For the first time in a long while he finally felt that things were going his way. That he was a professional again. So God help Danny Cooke and anyone else who stood in his way.
#
Danny had returned to the Grand Hotel Saint Michel after eating lunch at a small café around the corner on the Place de la Sorbonne. He had consumed a mushroom omelette with French bread. He was pleased that his appetite was now returning as, apart from the small breakfast that morning, he had not eaten anything substantial since the meal with Clive Brown the previous afternoon and he had thrown most of that up over Sean Lange. Danny knew that he had been lucky. The guy had been carrying a silenced automatic pistol in his hand and was no doubt intending on ending his life. He had tried to put it to the back of his mind. Lange had no way of finding him now, none at all, and all he had to do was wait for the call from the police in England to let him know that he could come back. That it was now safe and Lange had been caught.
He looked out of the window. His room was directly over the entrance to the hotel, on the corner, giving him a view down the narrow road that was the Rue Victor Cousin, the Sorbonne University to the right. The entrance to the Hotel de la Sorbonne, where he had stayed the previous night, was visible from the window.
He turned and went to the bed and lay on his side with his back to the window. The brown package was on the bed beside him. He picked it up and felt the weight of it. He knew he needed to open it and read the contents, but for some strange reason he kept hesitating. He had no idea why he was so apprehensive on finding out what it contained.

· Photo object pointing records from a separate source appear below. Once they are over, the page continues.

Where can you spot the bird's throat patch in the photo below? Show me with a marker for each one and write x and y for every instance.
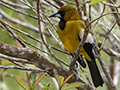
(62, 24)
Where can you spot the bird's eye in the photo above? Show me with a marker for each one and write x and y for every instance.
(62, 13)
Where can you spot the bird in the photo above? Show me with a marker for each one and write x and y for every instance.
(71, 30)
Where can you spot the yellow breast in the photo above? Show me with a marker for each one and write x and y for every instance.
(69, 36)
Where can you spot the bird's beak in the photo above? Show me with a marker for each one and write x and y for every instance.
(55, 15)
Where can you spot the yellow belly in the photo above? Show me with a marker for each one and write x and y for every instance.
(70, 39)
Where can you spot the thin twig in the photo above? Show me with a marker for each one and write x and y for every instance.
(41, 35)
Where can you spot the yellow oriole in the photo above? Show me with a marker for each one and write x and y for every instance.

Maybe because he thought it would change his life more considerably than the inheritance he had just gained. He was not sure but something was holding him back. However, now it was time, he told himself, he could put it off no longer.
Taking a deep breath and exhaling loudly he untied the string that held the whole thing together and unwrapped the items from the brown paper. He turned and placed the paper on the floor beside the bed and turned back to see what it contained.

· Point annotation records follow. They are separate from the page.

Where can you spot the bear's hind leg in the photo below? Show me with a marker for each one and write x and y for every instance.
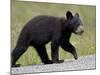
(70, 48)
(17, 52)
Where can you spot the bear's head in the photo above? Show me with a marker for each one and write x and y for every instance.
(74, 23)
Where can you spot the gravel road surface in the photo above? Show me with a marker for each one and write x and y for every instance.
(83, 63)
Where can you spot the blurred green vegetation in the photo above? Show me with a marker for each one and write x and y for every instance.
(22, 12)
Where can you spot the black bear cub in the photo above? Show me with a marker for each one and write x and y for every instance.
(43, 29)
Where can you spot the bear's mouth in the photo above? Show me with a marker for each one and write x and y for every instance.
(79, 33)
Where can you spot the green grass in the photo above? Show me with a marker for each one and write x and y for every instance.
(22, 12)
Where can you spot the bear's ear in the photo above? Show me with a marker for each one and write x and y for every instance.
(69, 15)
(77, 15)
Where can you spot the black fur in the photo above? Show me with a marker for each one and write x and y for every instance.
(43, 29)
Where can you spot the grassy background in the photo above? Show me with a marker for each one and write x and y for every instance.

Held together by elastic bands were a series of letters and photographs. They were clearly some years old and had faded and stained in various places due to the age of them. He could see from the edges of the package, where the photographs were larger than the envelopes, that they were probably pre-war, possibly even pre-First World War. At the very top of the first batch of letters was a white envelope that was clearly more modern than the rest. Written upon the front were the words ‘Read First’. Pulling the envelope free from the batch, he opened it and took out the letter contained inside. He read:
‘My dear Daniel,
I hope this letter finds you well and I know that what has happened to you must have come as a complete shock. The reasons for me passing on to you the wealth and properties will hopefully become clear when you read the documents enclosed in this package, particularly the journal which belonged to my grandmother. My conscience is clear and what I have done should hopefully, in some way, put right a terrible wrong of the past.
Until very recently I was completely unaware of a part of my family history. The Baronetcy of Ardleigh dates back over four hundred years and with my passing will maybe now come to an end. I have no male heirs as my wife was unable to provide me with the children we both desired due to an unfortunate accident when she was young. This was something that troubled us our whole lives but something that we learned to live with.
When I learned of my illness I set to put my affairs in order. This led me one Sunday afternoon to the attic in the house in Kensington. It had not been visited for some considerable years and in it were items that dated back a very long time. If you can picture the room, it was full of dust, old clothes and toys and trunks full of photographs and old documents. Going through all these things did not reveal anything that was not already known to me. However, on moving an old hobby horse that must have belonged to one of my ancestors I noticed a tear to the fabric underneath. I pulled at the stitching and it revealed a number of documents, letters, photographs and a short journal that had been placed inside, somewhat hastily by the look of it.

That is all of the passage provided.